The growth in revenue for Chinese airlines outpaced rising expenses by more than eight percentage points last month, the industry regulator reported yesterday.
In a month in which passenger and cargo volume rose significantly, nine Chinese airlines, including China Eastern, Shanghai Airlines, Air China and China Southern, posted profits, the General Administration of Civil Aviation said, without providing figures.
Industry-wide revenue rose nearly 11 percent year on year in May to 21.1 billion yuan (US$2.77 billion), while expenses edged up 2.6 percent to 19.9 billion yuan.

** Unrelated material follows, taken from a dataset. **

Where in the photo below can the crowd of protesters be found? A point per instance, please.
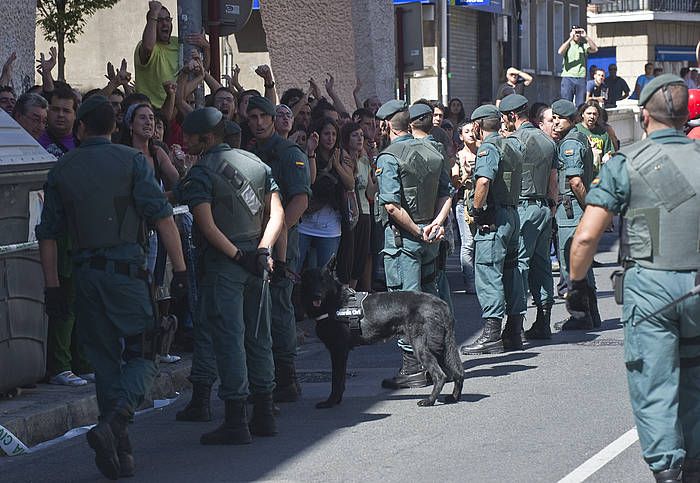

"This year's fuel prices were much more stable than last year's," said Ji Lijun, an analyst at Shanghai Securities. "This, coupled with a growing demand for aviation services, is driving the good results."
The load factor for Chinese airlines rose 2.4 percentage points in May to 73.5 percent, according to the CAAC. Passenger volume rose 19.4 percent to 15.5 million, and cargo volume increased 16.1 percent to 306,000 tons.
CAAC said last year's entrance of Great Wall and Jade Cargo to the air-freight industry contributed to sustained growth in the sector.
The aviation authority, however, noted that while May's results represented a year-on-year increase, it fell short of the previous month's totals. The industry carried 134,000 more people and 29,000 more tons of goods in April.
The statement said this was due to "changing patterns" in seasonal demand. Tourists avoided the weeklong May Day holidays by traveling earlier.
As the Chinese economy continues its rapid growth, the CAAC expects passenger volume to rise 16 percent this year and cargo volume to jump 12 percent.